Rozmieszczenie oddziałów następuje zaledwie dwa dni po tym, jak Trump podpisał szereg rozporządzeń, w tym wprowadzenie stanu wyjątkowego na granicy i ogłoszenie, że nielegalna imigracja jest „inwazją”. Prezydent zlecił również Pentagonowi przygotowanie planów wykorzystania wojska do uszczelnienia granicy.
Amerykańscy żołnierze są obecni w rejonach przygranicznych od 2018 roku, kiedy prezydent Trump podjął decyzję o ich wysłaniu. Obecnie, według CNN, około 2,2 tys. żołnierzy Dowództwa Północnego wspiera służby graniczne w działaniach pomocniczych, takich jak zbieranie danych czy monitorowanie granicy. W zeszłym roku republikański gubernator Teksasu, Greg Abbott, również wysłał na granicę wojska Gwardii Narodowej, których liczba przekracza aktualnie 4 tys.

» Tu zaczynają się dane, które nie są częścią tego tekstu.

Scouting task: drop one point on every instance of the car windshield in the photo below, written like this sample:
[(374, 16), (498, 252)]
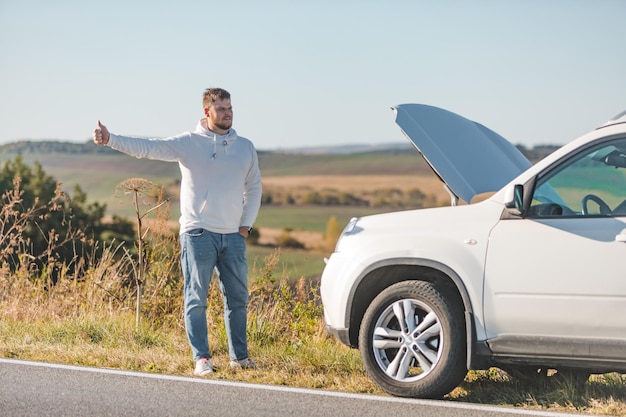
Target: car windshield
[(591, 183)]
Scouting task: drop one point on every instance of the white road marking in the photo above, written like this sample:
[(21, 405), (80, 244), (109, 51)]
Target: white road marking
[(368, 397)]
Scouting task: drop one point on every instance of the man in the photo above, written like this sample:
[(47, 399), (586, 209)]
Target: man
[(220, 197)]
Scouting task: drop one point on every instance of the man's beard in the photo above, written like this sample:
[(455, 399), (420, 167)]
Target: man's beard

POWRÓT TRUMPA I NOWE ROZPORZĄDZENIA
Donald Trump złożył przysięgę w gmachu Kapitolu, powracając na urząd prezydenta USA. Jeszcze tej samej nocy, według czasu polskiego, podjął decyzje, które wyznaczą kierunek działań jego administracji.

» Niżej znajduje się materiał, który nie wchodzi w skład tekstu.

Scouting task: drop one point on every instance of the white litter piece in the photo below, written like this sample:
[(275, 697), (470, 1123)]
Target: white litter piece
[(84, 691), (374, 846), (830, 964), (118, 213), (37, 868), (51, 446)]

47. prezydent Stanów Zjednoczonych podpisał osiem rozporządzeń i dyrektyw wykonawczych podczas uroczystości w Capitol One Arena. Wśród nich znalazła się decyzja o wystąpieniu USA z Porozumienia paryskiego. Trump ogłosił również plan odwołania 78 zarządzeń wykonawczych, które zostały wprowadzone przez administrację Joe Bidena.